MG Sets Modest Sales Targets for 2026
02 February 2026, 10:00 WIB
The official BMW price reduction in the Chinese market has been implemented since January 1, 2026, with varying amounts.
By Satrio Adhy
KatadataOTO – European car manufacturers seem to be fed up with products from China. This is because they are disrupting their market.
Moreover, many four-wheeled vehicles from China are offered at very affordable prices to consumers.
This situation has prompted BMW to adjust its strategy, for example by lowering the prices of its products.
“BMW China has officially announced a major adjustment to the recommended retail prices for more than 30 major models,” wrote a Carnewschina report on Monday (05/01).
It was mentioned that this policy has been officially in effect since the turn of the year, or January 1, 2026.
BMW is claimed to have taken a rather bold step. Because it has lowered the prices of its four-wheeled vehicles very aggressively.
Most BMW car prices have been adjusted by about 10 percent. This applies to both premium and entry-level models.
For example, the BMW i7 M70L was originally sold for 1.899 million yuan or Rp 4.5 billion, and is now only 1.598 million yuan, equivalent to Rp 3.8 billion.
This amount is quite significant for a product from the Blue Continent (Europe), considering there is a decrease of about 16 percent.
Then, the biggest price drop for a BMW car occurred with the iX1 eDrive25L model. In 2025, it was sold for 299,900 yuan, equivalent to Rp 717.9 million.
However, this year, the electric vehicle (EV) can be purchased by consumers for Rp 545.8 million, a correction of 24 percent.
On the other hand, BMW denies that it is implementing a strategy of slashing the prices of its product line. Instead, the move is said to be a systematic value enhancement.

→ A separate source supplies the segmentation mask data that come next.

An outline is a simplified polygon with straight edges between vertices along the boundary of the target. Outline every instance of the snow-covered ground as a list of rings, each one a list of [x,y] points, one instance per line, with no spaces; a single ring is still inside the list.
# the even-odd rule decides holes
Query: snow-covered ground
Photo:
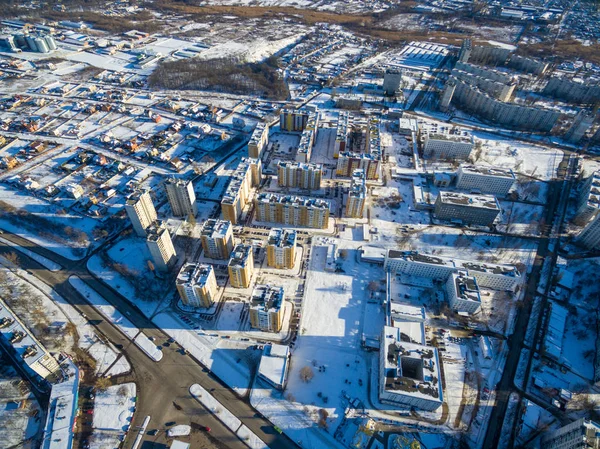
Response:
[[[135,392],[133,382],[113,385],[96,392],[90,449],[119,447],[131,425],[135,411]]]
[[[23,247],[23,246],[17,245],[9,240],[6,240],[6,239],[3,239],[0,237],[0,243],[3,243],[5,245],[15,248],[17,251],[19,251],[19,252],[25,254],[27,257],[30,257],[31,259],[35,260],[36,262],[43,265],[50,271],[59,271],[60,269],[62,269],[62,267],[59,264],[48,259],[47,257],[44,257],[34,251],[31,251],[31,250]]]

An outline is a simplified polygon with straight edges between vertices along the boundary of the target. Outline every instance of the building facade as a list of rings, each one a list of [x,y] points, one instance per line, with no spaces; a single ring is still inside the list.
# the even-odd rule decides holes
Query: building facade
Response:
[[[581,185],[577,198],[576,220],[587,223],[600,209],[600,171],[595,171]]]
[[[205,257],[229,259],[233,250],[233,226],[227,220],[206,220],[202,225],[200,239]]]
[[[318,190],[322,173],[321,164],[280,161],[277,164],[277,184],[280,187]]]
[[[269,144],[269,125],[258,122],[248,142],[248,157],[260,159],[264,148]]]
[[[147,231],[146,246],[152,255],[155,269],[169,271],[177,259],[169,230],[163,222],[155,221]]]
[[[235,288],[248,288],[254,274],[252,246],[238,244],[233,248],[229,263],[229,282]]]
[[[354,170],[346,199],[346,217],[362,218],[367,202],[367,180],[363,170]]]
[[[223,219],[234,225],[238,223],[240,215],[250,199],[252,187],[257,186],[260,182],[261,171],[260,159],[243,158],[240,161],[221,199]]]
[[[450,308],[455,312],[473,314],[481,309],[481,295],[477,280],[464,271],[452,273],[446,281]]]
[[[167,199],[175,217],[196,216],[198,205],[192,181],[169,178],[165,181]]]
[[[492,226],[499,214],[500,203],[492,195],[440,191],[434,205],[435,218],[466,225]]]
[[[577,113],[573,119],[571,127],[565,133],[565,140],[570,143],[578,143],[583,137],[590,126],[594,123],[595,115],[586,110],[582,109]]]
[[[515,183],[510,169],[463,164],[456,172],[456,187],[468,191],[506,196]]]
[[[400,88],[402,82],[402,71],[401,70],[386,70],[383,75],[383,94],[393,96],[396,91]]]
[[[600,425],[585,418],[542,435],[544,449],[592,449],[600,447]]]
[[[296,231],[273,228],[267,240],[267,266],[294,268],[296,260]]]
[[[156,220],[156,209],[149,192],[137,191],[127,197],[125,212],[139,237],[146,237],[146,229]]]
[[[254,200],[257,221],[326,229],[329,225],[328,201],[292,195],[261,193]]]
[[[176,280],[181,301],[190,307],[209,308],[217,295],[217,278],[212,265],[186,263]]]
[[[575,241],[589,250],[600,249],[600,214],[598,212],[590,218]]]
[[[432,159],[467,159],[475,147],[473,136],[460,134],[428,134],[425,137],[423,154]]]
[[[266,332],[280,332],[284,314],[283,287],[256,285],[250,300],[250,326]]]

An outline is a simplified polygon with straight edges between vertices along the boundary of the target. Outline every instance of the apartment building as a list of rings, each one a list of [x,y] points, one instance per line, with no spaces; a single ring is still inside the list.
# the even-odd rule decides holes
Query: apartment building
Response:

The German manufacturer considers the above decision a step to remain competitive in the Chinese market.
Besides increasing competitiveness in China, this strategy is also expected to attract more consumers to buy BMW's four-wheeled vehicles.
It is undeniable that the price war in China is very fierce. Many manufacturers are cutting their sales profits.
This is done in order to offer products at very affordable prices. Of course, this strategy is considered unhealthy.
Given that some manufacturers cannot make much profit, it means the sustainability of their business in the future could be disrupted.